Evaluation of BBB permeable nucleolipid (NL): A di-C15-ketalised palmitone appended uridine as neuro-tracer for SPECT.

Despite being in routine for onco-diagnostics for years, the applicability of nucleosidic molecular imaging probes is severely restricted in neurological applications due to their low permeability across blood-brain-barrier (BBB). For extending nucleoside tracers utility for neuro-onco early diagnostics, suitable modification which enhances their BBB permeation needs investigation. Among various modifications, lipidization of nucleosides has been reported to enhance cellular permeability. Extending the concept, the aim was to exemplify the possibility of lipidized nucleosides as potential brain tracer with capability to cross intact BBB and evaluate as metal based neuro-imaging SPECT agent. Uridine based non-lipidic (NS) and di-C15-ketal appended lipidic (NL) ligands were conjugated to chelator, DTPA (DTPA-NS and DTPA-NL) using multi-step chemistry. The ligands were evaluated in parallel for comparative physical and biological parameters. Additionally, effects of enhanced lipophilicity on UV-absorption, acid strength, fluorescence and non-specific protein binding were evaluated. Fluorescence quenching of BSA indicated appreciable interaction of DTPA-NL with protein only above 10 mM without inducing conformational changes. In addition, DTPA-NL was found to be haematocompatible and cytocompatible with low dose-dependent toxicity in HEK-cells. The chelator DTPA was used for Tc-complexation for SPECT imaging. Optimized Tc-radiolabeling parameters resulted in quantitative (≥97%) labeling with good stability parameters in in-vitro serum and cysteine challenge studies.

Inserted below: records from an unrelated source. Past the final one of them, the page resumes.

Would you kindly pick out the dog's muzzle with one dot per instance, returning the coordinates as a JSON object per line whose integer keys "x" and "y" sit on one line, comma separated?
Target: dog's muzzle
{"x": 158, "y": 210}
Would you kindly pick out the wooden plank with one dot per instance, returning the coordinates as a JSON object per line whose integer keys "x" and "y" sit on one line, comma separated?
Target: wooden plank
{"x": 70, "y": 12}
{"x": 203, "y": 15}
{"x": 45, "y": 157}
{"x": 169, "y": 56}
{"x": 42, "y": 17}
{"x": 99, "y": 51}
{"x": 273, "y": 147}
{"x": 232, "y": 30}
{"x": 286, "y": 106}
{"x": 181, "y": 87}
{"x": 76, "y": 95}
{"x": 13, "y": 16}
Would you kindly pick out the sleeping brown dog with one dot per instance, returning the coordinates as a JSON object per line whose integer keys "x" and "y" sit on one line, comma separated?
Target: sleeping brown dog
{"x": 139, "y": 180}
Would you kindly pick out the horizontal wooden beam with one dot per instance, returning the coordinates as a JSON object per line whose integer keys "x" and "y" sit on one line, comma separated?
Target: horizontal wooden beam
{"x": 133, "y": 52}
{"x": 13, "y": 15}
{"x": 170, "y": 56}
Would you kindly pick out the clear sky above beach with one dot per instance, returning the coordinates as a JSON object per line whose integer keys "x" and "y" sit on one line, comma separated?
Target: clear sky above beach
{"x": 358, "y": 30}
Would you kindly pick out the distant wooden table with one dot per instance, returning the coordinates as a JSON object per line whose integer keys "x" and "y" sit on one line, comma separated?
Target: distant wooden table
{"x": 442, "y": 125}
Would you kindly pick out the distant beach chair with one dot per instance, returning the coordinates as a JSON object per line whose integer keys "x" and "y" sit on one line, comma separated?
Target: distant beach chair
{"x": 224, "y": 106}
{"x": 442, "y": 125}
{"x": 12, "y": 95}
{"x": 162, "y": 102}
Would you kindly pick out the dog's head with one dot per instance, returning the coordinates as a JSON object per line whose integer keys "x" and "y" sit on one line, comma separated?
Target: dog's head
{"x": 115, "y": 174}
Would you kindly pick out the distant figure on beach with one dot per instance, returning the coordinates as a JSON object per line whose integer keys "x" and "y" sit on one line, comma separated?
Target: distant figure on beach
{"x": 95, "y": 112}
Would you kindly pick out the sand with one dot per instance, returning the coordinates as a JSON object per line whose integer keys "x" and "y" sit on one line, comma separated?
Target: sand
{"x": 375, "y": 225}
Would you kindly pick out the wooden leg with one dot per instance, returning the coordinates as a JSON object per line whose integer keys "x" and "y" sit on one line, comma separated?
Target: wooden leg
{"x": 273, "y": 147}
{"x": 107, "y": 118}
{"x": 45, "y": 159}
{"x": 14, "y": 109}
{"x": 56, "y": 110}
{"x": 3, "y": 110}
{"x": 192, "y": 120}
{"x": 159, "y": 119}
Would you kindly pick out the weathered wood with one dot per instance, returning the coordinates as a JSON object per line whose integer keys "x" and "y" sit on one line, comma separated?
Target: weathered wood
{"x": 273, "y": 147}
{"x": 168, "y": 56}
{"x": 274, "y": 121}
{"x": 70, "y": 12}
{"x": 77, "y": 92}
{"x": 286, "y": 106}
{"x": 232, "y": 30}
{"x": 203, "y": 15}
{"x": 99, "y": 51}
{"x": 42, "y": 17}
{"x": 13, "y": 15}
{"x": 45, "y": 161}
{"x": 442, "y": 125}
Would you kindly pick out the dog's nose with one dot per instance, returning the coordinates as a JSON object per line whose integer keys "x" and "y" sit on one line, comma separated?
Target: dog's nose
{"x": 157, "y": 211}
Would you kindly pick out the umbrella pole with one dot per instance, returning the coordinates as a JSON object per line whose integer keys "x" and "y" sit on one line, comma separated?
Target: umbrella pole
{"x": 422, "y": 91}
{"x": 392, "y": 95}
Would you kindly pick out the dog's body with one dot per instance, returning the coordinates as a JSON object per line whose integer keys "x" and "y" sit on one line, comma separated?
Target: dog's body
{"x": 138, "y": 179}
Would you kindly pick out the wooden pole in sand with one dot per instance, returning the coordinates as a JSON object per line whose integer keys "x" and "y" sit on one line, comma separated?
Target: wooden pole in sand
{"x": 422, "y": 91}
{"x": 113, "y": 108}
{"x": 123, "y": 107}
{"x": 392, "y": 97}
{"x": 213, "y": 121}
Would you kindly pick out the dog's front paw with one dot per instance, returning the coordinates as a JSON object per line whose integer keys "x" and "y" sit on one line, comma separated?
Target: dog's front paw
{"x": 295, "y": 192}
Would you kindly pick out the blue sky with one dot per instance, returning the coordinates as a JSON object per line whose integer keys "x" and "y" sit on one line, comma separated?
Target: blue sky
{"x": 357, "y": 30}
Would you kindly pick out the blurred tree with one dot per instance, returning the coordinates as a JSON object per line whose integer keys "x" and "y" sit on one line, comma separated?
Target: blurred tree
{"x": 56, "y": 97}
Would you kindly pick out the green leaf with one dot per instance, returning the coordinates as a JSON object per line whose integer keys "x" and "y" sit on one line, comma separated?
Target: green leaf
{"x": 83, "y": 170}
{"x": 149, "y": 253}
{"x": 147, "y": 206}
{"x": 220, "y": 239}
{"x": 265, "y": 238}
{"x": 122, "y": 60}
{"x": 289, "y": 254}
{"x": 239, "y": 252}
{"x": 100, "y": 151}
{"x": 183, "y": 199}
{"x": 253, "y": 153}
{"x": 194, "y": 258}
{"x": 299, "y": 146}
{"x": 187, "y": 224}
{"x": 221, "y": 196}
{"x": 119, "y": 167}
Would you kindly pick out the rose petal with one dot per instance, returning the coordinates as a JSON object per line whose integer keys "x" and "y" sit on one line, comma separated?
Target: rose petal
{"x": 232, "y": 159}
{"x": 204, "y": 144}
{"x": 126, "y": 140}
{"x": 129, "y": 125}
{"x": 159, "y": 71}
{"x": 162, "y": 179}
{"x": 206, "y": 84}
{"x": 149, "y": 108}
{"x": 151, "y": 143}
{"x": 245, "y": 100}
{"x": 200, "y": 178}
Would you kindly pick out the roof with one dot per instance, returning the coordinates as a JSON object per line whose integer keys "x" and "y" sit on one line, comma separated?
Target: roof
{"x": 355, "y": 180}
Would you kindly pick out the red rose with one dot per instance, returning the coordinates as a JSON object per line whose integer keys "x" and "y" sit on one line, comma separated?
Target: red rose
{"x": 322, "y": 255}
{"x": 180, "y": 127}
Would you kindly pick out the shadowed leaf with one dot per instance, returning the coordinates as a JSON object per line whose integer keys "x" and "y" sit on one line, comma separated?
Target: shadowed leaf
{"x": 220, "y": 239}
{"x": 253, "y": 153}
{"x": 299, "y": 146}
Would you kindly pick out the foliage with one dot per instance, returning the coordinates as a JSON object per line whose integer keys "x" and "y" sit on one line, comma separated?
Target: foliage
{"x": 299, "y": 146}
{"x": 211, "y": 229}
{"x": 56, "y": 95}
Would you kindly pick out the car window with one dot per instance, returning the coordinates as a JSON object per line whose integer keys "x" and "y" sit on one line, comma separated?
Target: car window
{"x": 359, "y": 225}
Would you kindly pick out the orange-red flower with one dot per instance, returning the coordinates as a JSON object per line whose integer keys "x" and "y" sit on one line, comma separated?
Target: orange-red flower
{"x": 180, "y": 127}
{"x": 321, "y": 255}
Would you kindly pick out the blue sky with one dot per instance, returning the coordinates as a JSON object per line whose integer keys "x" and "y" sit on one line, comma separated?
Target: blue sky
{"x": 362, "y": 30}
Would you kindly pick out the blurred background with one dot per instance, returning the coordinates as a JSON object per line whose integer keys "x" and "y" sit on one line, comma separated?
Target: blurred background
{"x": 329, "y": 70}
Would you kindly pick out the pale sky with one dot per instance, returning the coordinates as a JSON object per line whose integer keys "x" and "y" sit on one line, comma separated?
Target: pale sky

We demonstrate that the nucleolipid radiotracer (Tc-DTPA-NL) was successfully able to permeate the BBB with brain uptake of 0.2% ID/g in normal mice as compared to 0.06% ID/g uptake of Tc-DTPA-NS at 5 min. Blood kinetics indicate biphasic profile and t1/2(distribution) 46 min for Tc-DTPA-NL. The preferential accumulation of Tc-DTPA-NL in brain tumor intracranial xenograft indicate the targeting capability of the nucleoside. We conclude that as first-of-its-kind, this work presents the potential of the biocompatible nucleolipidic system for brain targeting and early diagnostics.